Pays-Bas: peur, colère, et parfois soutien à Geert Wilders parmi les musulmans néerlandais

Geert Wilders, président du PVV, parti d'extrême droite arrivé en tête aux élections législatives aux Pays-Bas.

Les dirigeants de la communauté musulmane néerlandaise ont exprimé leur colère et leur crainte après la victoire électorale de Geert Wilders, un fervent opposant à l’islam, mais des musulmans se montrent aussi pragmatiques et sont même prêts à lui donner « sa chance ».

Le 24/11/2023 à 08h12

Ni mosquées, ni foulards, ni corans: le manifeste du parti PVV de Geert Wilders est ouvertement islamophobe. «Nous voulons moins d’islam aux Pays-Bas», peut-on ainsi lire dans le programme de la formation arrivée, à la surprise générale, en tête aux élections législatives tenues le mercredi 22 novembre.

Muhsin Koktas, dirigeant de l’association musulmane CMO, se dit «inquiet pour ce pays». «Je ne sais pas si les musulmans sont encore en sécurité aux Pays-Bas», dit-il. «Certains ont peur, d’autres s’inquiètent pour leur avenir, se demandant ce que le résultat signifie pour leur citoyenneté et leur place dans la société néerlandaise», affirme à l’AFP Habib el Kaddouri, de l’association SMN des Marocains néerlandais. «En même temps, j’ai remarqué que les gens sont aussi combatifs.
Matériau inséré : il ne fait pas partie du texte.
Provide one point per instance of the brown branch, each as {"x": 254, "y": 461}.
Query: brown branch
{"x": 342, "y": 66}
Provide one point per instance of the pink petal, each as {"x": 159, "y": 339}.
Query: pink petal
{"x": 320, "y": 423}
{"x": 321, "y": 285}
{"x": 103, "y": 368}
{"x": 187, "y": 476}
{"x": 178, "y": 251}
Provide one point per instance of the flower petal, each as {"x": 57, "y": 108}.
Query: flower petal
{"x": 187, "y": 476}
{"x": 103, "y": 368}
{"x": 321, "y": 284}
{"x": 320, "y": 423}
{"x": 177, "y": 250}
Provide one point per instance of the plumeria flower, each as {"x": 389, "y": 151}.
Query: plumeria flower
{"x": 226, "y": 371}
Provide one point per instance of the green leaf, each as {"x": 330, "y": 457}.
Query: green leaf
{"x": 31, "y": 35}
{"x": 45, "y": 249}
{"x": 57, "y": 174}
Nous ne nous laisserons pas chasser par M. Wilders ou par un gouvernement de droite», fait-il valoir.

Mais Wilders, qui avait traité les Marocains de «racaille», avait comparé le Coran à «Mein Kampf» et menacé d’organiser un concours de caricatures du Prophète Mohammed, a en partie mis sa rhétorique anti-islam en sourdine pendant la campagne électorale, se concentrant davantage sur des questions plus terre-à-terre comme l’augmentation du coût de la vie.

«Il mérite d’avoir sa chance»

Des musulmans interrogés par l’AFP à Amsterdam et à Venlo (est), ville natale de Wilders, ont brossé cependant un tableau plus nuancé, certains attachant plus d’importance aux questions économiques qu’à ses commentaires passés sur l’islam.
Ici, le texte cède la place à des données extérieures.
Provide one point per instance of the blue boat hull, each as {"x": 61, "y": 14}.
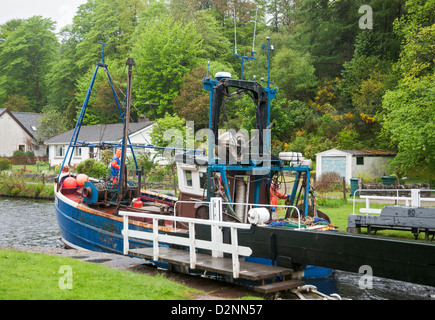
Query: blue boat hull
{"x": 96, "y": 232}
{"x": 81, "y": 228}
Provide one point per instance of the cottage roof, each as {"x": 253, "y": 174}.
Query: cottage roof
{"x": 98, "y": 133}
{"x": 27, "y": 120}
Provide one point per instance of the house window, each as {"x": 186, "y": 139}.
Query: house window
{"x": 189, "y": 181}
{"x": 78, "y": 152}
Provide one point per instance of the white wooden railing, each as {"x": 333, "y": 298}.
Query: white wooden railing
{"x": 216, "y": 245}
{"x": 414, "y": 200}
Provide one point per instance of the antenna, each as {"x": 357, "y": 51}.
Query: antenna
{"x": 255, "y": 29}
{"x": 235, "y": 43}
{"x": 235, "y": 32}
{"x": 102, "y": 51}
{"x": 269, "y": 49}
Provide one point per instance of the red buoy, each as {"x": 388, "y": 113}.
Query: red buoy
{"x": 70, "y": 182}
{"x": 137, "y": 203}
{"x": 81, "y": 179}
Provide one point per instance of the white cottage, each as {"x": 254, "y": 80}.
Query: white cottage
{"x": 18, "y": 132}
{"x": 112, "y": 133}
{"x": 348, "y": 163}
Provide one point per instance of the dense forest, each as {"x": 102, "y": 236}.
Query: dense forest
{"x": 350, "y": 74}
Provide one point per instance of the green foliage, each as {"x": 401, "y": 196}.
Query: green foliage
{"x": 15, "y": 186}
{"x": 5, "y": 164}
{"x": 409, "y": 106}
{"x": 92, "y": 168}
{"x": 339, "y": 86}
{"x": 52, "y": 123}
{"x": 165, "y": 51}
{"x": 25, "y": 56}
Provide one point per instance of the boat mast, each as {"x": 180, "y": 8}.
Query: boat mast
{"x": 122, "y": 186}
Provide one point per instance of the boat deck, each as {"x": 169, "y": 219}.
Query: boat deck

«Je suis d’origine turque et musulman. Pourtant, j’ai voté pour Geert Wilders. Toutes ces déclarations sur la fermeture des mosquées ne sont que de la politique», a déclaré un habitant de Venlo sous couvert d’anonymat. «Nous sommes tous pauvres et que nous pensons qu’il peut changer les choses», explique l’homme de 41 et sans emploi.
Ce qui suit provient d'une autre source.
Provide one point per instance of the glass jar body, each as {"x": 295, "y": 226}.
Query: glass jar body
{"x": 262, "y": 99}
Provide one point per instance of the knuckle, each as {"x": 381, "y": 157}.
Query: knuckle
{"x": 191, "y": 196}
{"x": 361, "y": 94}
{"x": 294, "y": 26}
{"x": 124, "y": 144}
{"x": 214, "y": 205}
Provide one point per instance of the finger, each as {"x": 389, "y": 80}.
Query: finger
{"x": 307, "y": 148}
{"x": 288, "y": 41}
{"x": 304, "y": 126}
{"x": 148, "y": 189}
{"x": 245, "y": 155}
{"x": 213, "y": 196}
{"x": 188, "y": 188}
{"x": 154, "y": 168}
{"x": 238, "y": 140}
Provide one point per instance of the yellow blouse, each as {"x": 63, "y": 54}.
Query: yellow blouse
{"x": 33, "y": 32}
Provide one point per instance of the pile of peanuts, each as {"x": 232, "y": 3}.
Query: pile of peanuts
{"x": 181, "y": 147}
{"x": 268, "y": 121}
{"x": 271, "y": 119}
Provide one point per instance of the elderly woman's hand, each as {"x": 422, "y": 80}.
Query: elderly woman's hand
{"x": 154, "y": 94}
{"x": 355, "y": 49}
Burak Cen, un chauffeur de taxi de 40 ans, n’a pas voté. Mais s’il l’avait fait, il aurait également voté pour Wilders, assure-t-il dans un café d’Amsterdam. «Je pense qu’il mérite d’avoir sa chance. Il essaie juste de récolter des voix avec sa propagande sur les mosquées et les musulmans. Mais pour le reste, ce qu’il dit sur les Néerlandais et la pauvreté est juste», dit-il.

«Jan, Piet, Mustafa, Ahmed»

Cherchant à apaiser les craintes des minorités après le vote, et rassurer de possibles partenaires de droite pour former un gouvernement, Geert Wilders a souligné qu’il voulait être «le Premier ministre de tous les Néerlandais, indépendamment de leur religion, de leur sexualité, de leur couleur, de leur sexe ou de quoi que ce soit d’autre». «Lorsque vous êtes Premier ministre, votre rôle est différent de celui du chef de l’opposition», a-t-il plaidé.

Pour Mustafa Ayranci, de l’association des travailleurs turcs HTIB, sa communauté doit respecter la décision des électeurs, même si elle est décevante. Il veut prendre au mot Geert Wilders quand il parle d’être le Premier ministre de tous les Néerlandais. «Il ne sera pas seulement le Premier ministre de Jan et Piet, dit-il, mais aussi celui de Mustafa et Ahmed».